Rehabilitation and Return to Play
There is no consensus in the literature regarding the duration of immobilization, rehabilitation timelines, or criteria for RTS. After surgical stabilization, immobilization in a sling is suggested for between 4 and 6 weeks depending on surgeon preference and the exact procedure. After this period of immobilization, passive and active ROM exercises are reincorporated aiming to establish full ROM by 8 weeks post-op. Resistance and strength training should then be gradually introduced, followed by RTS-specific training and a graded return to play.

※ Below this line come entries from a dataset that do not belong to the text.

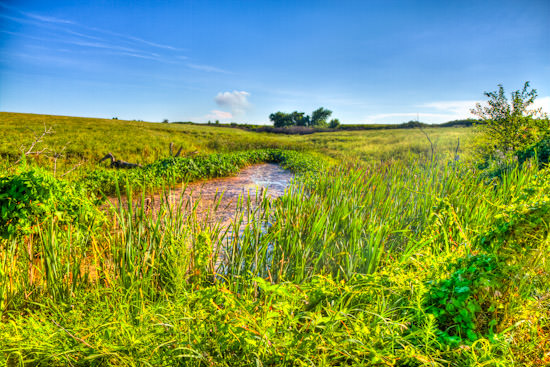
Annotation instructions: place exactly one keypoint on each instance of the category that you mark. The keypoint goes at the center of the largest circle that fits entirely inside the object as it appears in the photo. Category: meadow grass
(373, 259)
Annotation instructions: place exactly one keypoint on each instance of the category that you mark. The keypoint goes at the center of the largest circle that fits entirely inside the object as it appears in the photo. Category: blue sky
(368, 61)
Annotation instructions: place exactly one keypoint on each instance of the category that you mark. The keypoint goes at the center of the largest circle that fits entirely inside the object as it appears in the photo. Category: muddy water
(249, 182)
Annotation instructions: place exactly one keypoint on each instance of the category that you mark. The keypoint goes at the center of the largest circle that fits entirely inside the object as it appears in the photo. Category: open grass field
(142, 142)
(380, 253)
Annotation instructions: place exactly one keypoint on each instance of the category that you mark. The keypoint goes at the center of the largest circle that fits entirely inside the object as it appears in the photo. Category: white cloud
(544, 103)
(219, 115)
(236, 101)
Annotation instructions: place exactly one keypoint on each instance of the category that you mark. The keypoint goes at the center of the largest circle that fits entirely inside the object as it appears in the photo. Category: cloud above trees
(236, 101)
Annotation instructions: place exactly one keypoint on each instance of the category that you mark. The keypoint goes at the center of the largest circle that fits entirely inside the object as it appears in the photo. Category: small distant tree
(510, 125)
(281, 119)
(299, 118)
(334, 123)
(320, 116)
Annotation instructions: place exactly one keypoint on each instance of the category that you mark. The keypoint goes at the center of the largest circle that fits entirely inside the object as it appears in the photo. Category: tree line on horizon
(318, 118)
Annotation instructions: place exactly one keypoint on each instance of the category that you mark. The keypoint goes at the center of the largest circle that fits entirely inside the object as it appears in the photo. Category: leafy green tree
(299, 118)
(510, 125)
(320, 116)
(281, 119)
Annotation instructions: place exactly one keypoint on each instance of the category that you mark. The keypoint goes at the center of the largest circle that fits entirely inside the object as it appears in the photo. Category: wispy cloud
(219, 115)
(99, 40)
(44, 18)
(207, 68)
(462, 107)
(237, 101)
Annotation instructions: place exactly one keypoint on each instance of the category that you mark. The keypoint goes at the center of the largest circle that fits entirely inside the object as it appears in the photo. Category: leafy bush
(485, 289)
(465, 304)
(35, 196)
(540, 150)
(509, 126)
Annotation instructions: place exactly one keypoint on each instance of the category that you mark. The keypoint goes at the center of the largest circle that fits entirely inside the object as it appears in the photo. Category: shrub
(35, 196)
(509, 126)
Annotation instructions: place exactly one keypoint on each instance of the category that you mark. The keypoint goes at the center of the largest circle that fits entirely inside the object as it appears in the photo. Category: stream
(249, 182)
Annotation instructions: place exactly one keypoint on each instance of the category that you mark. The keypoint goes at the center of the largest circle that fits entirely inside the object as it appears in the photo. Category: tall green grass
(335, 272)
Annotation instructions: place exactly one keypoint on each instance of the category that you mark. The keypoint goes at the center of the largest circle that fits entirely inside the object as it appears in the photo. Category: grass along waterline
(343, 269)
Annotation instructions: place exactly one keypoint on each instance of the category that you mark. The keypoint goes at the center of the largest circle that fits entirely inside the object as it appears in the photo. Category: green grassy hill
(90, 139)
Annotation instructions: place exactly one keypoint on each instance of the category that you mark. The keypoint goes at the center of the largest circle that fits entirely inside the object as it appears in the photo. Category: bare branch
(72, 169)
(37, 140)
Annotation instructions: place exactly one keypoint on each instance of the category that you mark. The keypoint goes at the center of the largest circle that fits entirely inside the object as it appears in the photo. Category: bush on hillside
(34, 196)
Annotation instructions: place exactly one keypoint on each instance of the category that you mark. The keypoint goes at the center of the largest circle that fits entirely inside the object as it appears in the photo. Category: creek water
(250, 182)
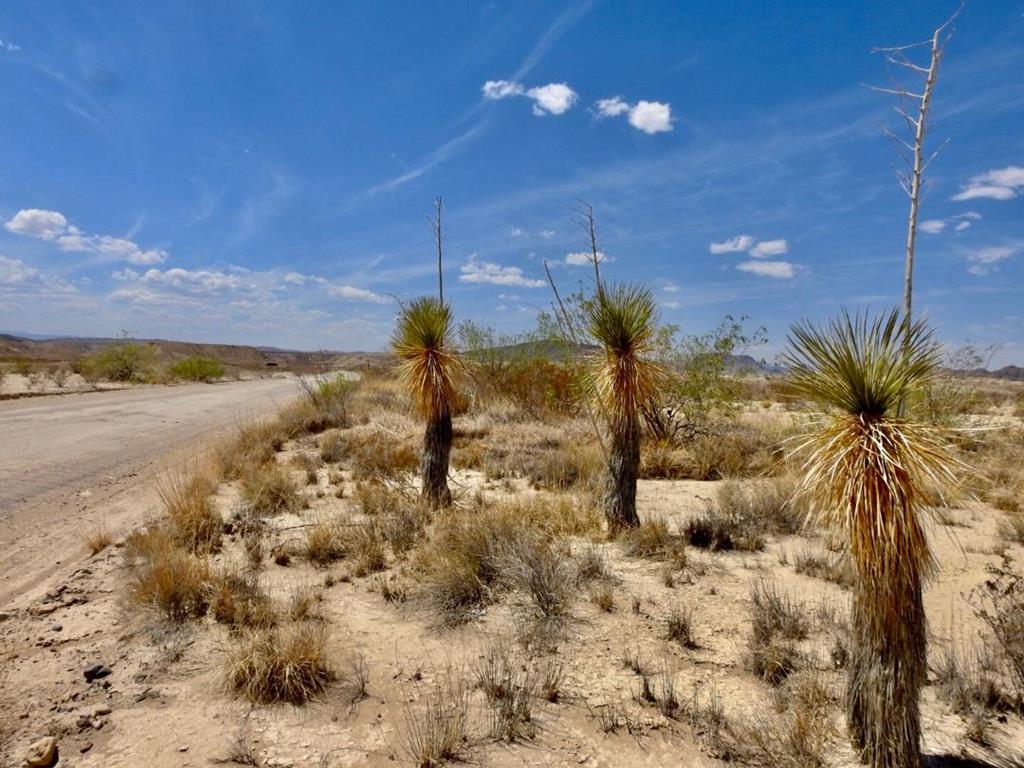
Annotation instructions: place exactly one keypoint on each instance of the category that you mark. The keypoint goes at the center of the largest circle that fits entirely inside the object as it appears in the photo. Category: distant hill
(237, 356)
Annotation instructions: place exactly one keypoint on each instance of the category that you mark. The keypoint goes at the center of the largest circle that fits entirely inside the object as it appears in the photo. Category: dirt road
(72, 464)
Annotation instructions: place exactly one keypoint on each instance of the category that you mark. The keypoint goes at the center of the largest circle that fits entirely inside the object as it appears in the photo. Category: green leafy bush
(198, 369)
(127, 361)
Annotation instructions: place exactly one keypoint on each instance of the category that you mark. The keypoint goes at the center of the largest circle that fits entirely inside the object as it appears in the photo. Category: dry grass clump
(651, 539)
(436, 727)
(768, 506)
(309, 464)
(509, 684)
(186, 496)
(718, 529)
(475, 553)
(281, 666)
(680, 626)
(165, 578)
(999, 603)
(836, 568)
(269, 489)
(377, 455)
(801, 731)
(325, 542)
(332, 446)
(97, 540)
(254, 443)
(238, 600)
(776, 624)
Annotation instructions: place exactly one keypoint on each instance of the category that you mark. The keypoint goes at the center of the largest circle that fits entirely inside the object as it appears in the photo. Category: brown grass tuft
(281, 666)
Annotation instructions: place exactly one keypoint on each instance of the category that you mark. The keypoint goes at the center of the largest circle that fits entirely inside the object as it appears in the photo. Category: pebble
(95, 672)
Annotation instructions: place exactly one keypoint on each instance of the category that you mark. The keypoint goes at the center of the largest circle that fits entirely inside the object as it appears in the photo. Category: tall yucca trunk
(624, 466)
(436, 451)
(887, 673)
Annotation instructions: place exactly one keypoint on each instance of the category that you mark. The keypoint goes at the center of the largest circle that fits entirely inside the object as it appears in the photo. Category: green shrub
(198, 369)
(128, 361)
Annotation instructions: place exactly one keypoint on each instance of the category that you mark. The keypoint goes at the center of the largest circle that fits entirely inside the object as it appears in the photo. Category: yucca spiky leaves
(867, 473)
(623, 320)
(429, 366)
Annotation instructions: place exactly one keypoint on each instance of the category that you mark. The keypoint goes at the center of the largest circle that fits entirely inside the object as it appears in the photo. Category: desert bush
(254, 443)
(97, 540)
(718, 529)
(127, 361)
(799, 734)
(238, 600)
(281, 665)
(530, 564)
(163, 577)
(776, 623)
(378, 455)
(652, 539)
(269, 489)
(836, 568)
(680, 626)
(436, 729)
(186, 495)
(509, 684)
(967, 677)
(999, 603)
(331, 446)
(197, 368)
(766, 506)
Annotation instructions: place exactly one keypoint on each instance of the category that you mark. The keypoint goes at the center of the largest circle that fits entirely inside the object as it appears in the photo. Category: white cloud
(982, 260)
(502, 89)
(585, 258)
(779, 269)
(352, 293)
(486, 271)
(651, 117)
(52, 225)
(610, 108)
(13, 271)
(553, 98)
(34, 222)
(1000, 183)
(769, 248)
(733, 245)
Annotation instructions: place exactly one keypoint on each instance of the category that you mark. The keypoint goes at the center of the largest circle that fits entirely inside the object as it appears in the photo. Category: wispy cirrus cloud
(53, 226)
(475, 270)
(553, 98)
(1001, 183)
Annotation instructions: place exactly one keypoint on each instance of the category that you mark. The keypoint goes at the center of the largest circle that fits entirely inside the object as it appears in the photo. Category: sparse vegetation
(281, 666)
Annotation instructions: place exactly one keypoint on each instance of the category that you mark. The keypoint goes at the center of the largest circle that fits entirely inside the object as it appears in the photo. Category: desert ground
(163, 568)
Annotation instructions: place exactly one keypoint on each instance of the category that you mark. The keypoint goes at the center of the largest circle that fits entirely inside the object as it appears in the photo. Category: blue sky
(262, 172)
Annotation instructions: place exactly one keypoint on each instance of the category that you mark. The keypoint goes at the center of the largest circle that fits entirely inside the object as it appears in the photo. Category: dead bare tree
(435, 225)
(913, 105)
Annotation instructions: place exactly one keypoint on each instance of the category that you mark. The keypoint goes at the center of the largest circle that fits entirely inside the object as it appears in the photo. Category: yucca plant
(623, 320)
(429, 368)
(867, 473)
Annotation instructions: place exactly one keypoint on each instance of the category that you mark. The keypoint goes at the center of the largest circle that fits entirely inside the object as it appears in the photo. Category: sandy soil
(71, 464)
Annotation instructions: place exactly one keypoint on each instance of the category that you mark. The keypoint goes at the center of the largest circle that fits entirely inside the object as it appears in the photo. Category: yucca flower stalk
(867, 472)
(623, 320)
(429, 367)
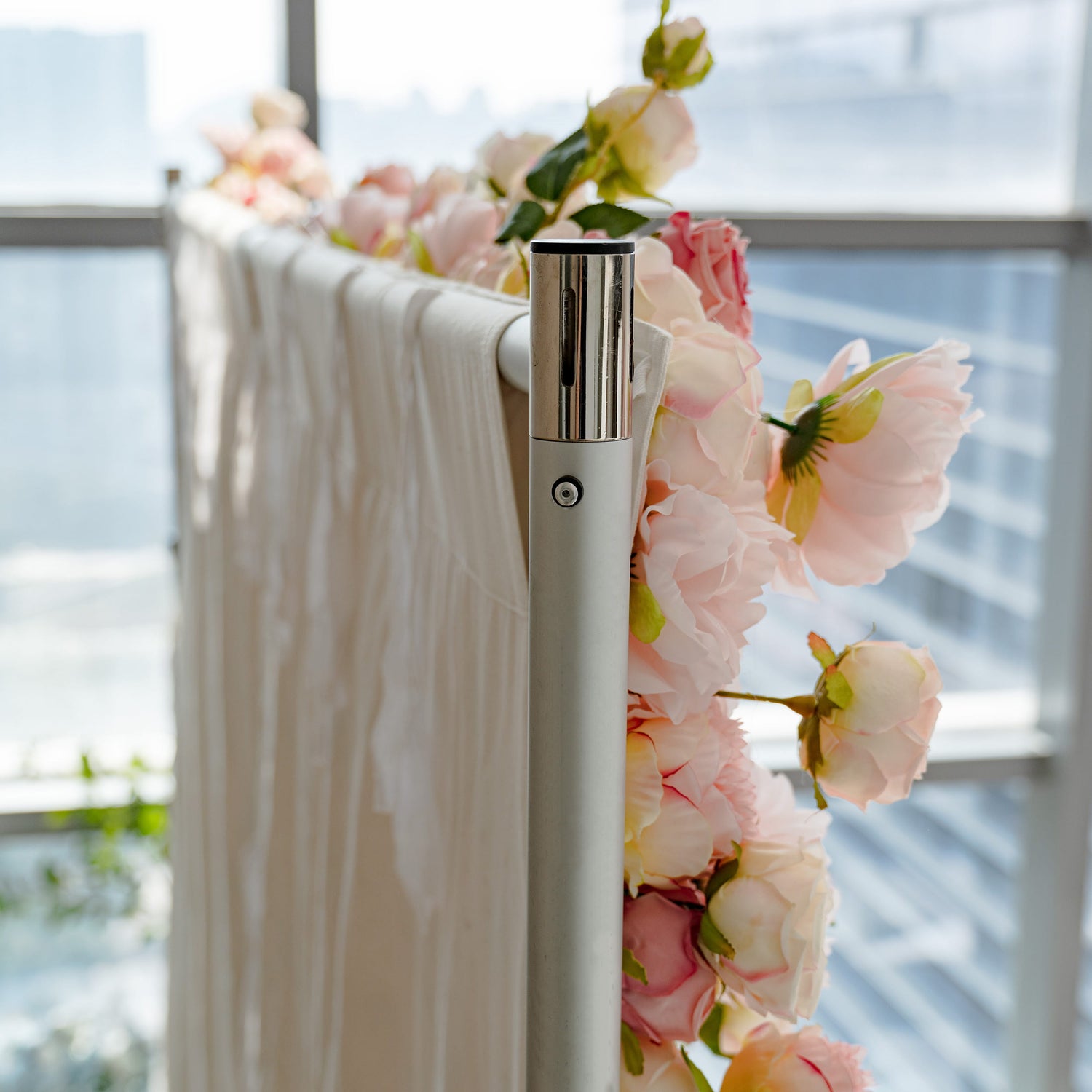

Return to sport is arguably the most meaningful metric of success for athletes. Overhead and throwing athletes typically take longer to regain the ROM and end-range power to return to performance, whereas collision athletes need to regain strength and proprioceptive control. There are many further considerations in elite athletes including greater access to advanced care, acceptance of risk, speed of RTS, and implications of recurrent instability on their career. Return to sport after ABR typically takes 6 months, with the addition of remplissage adding a further month. Although RTS has been reported as 8 months after open Bankart repair and 5 months after Latarjet.3 This is a complex issue known to be affected by patient motivation, external life factors, psychology, and sport-specific demands.20 A majority of athletes who do not RTS cite psychological reasons most commonly fear of re-injury, loss of confidence, anxiety, depression, and lack of motivation. The most widely used tool to assess psychological readiness for RTS is the validated Shoulder Instability Return to Sport after Injury Scale, which should be used to assist patients throughout this process.3,20
Clinical Follow-Up
There is broad agreement that follow-up should be continued until the patient has a stable, pain-free shoulder with a return to full preinjury function. This is both patient- and surgeon-dependent; however, most surgeons report a minimum duration of 12 months of follow-up or return to preinjury function, whichever occurs later. These follow-up visits should assess patient-reported outcome measures such as function, impact on activities of daily living, RTS, instability symptoms, confidence, and satisfaction.20 Imaging at follow-up is indicated after bone grafting procedures to assess for graft union, positioning, and resorption.20
Anterior shoulder instability is a complex spectrum of pathology, which requires individualized patient care to address intra-articular pathology, restore stability and function, and preserve joint health for patients. This is a rapidly evolving area of study, and further study will be required to improve outcomes.
Conflicts of Interest
Oke Anakwenze receives research support and consultant payments from Exactech, LIMA, Responsive Arthroscopy, Suture Tech, and Smith & Nephew. Christopher S. Klifto receives research support and consultant payments from Acumed, LLC, Restore3d, GE Healthcare, J&J, Merck, Pfizer, and Smith & Nephew. Yaw Boachie-Adjei has partnerships with DJO/Enovis Medical and restor3D. Johnathan Dickens has relationships with Asante, Blue Bio, Quadvantage, restor3D, Revbio, Sparta Biomedical, and Sparta Biopharma. None of these relationships are directly related to or may have added bias to this article. The other authors, their immediate families, and any research foundations with which they are affiliated have not received any financial payments or other benefits from any commercial entity related to the subject of this article.